In a finding that could have implications for backers and opponents of Initiative 502, the marijuana-legalization measure that will be on the ballot statewide in November, a British Medical Journal review of nine different studies on the impacts of driving while stoned found that driving after smoking pot nearly doubles the risk of a fatal crash. The studies only included drivers impaired by marijuana only, rather than marijuana and alcohol or other drugs. I-502 was the subject of a joint house-senate work session yesterday.

Compared to sober drivers, drivers who've smoked pot within three hours of getting behind the wheel were 92 percent more likely to cause a fatal crash, the reports, which included 50,000 drivers in different countries, concluded---and, Time reports, "The better the quality of the study, the more likely it was to show an increase in marijuana-related risk." The study concluded that the risk of minor accidents while driving stoned "remains unclear," partly because drivers in non-fatal crashes are likely to refuse drug tests.
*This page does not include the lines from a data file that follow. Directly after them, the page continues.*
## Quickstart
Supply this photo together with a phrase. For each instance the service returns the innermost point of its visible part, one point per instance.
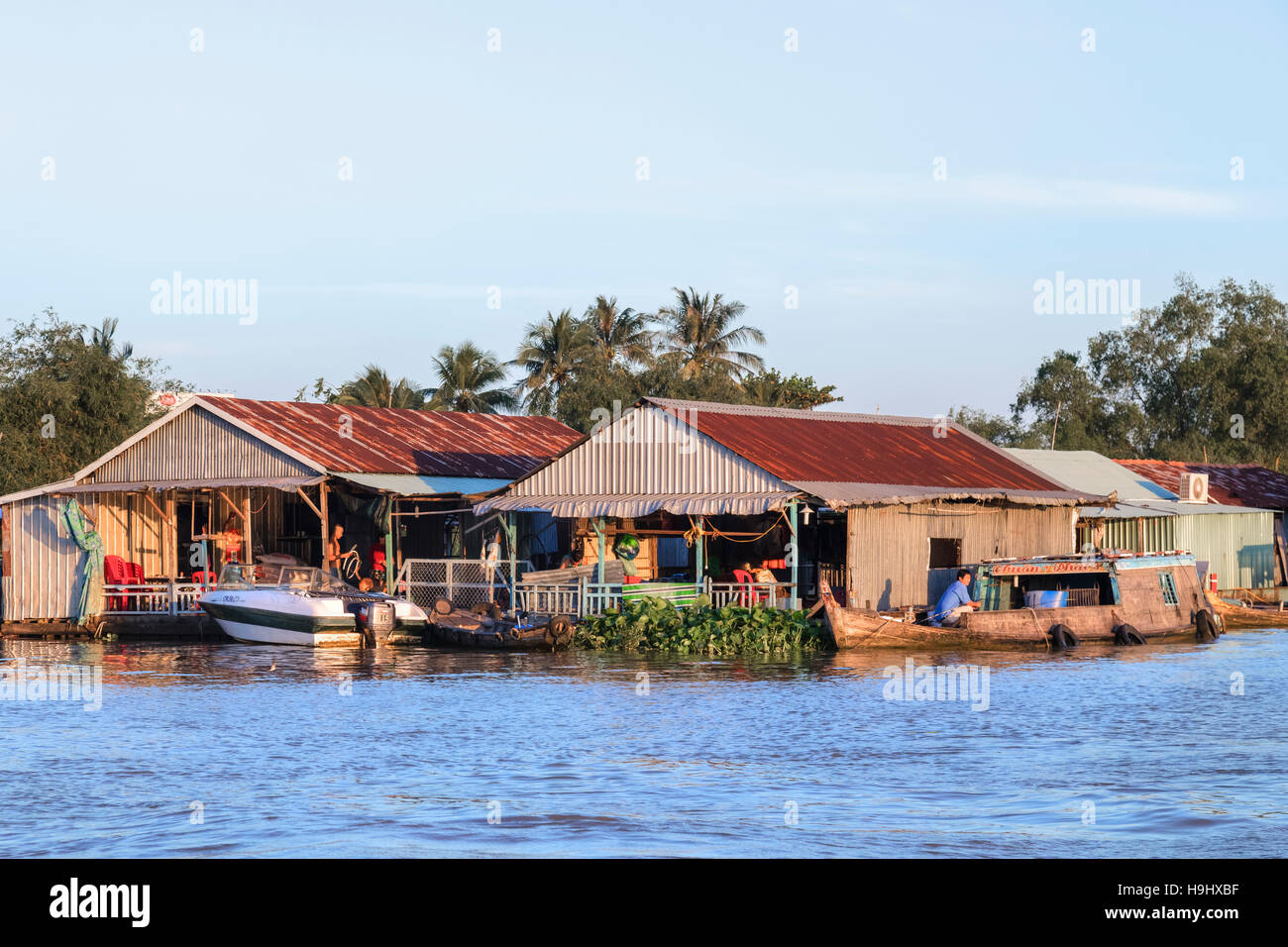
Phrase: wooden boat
(489, 630)
(1248, 615)
(1132, 599)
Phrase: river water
(220, 749)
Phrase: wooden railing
(583, 596)
(166, 596)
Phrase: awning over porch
(841, 495)
(287, 483)
(420, 484)
(642, 504)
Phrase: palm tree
(617, 331)
(104, 341)
(373, 388)
(549, 356)
(702, 334)
(469, 379)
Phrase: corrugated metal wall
(648, 451)
(889, 547)
(44, 569)
(1237, 547)
(196, 445)
(1133, 534)
(44, 564)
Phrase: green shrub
(653, 625)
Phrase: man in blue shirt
(953, 603)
Some medical-marijuana advocates oppose I-502 because it includes a DUI provision based on how much THC is in a driver's system, rather than whether the driver is impaired. They argue that most medical pot users are routinely above the threshold in the legislation (five nanograms per milliliter of blood) and can drive at that level without being impaired. That may be true, but cops still have to have probable cause and evidence of impairment to accuse someone of DUI.

Driving drunk, the study found, remains more dangerous than driving under the influence of marijuana.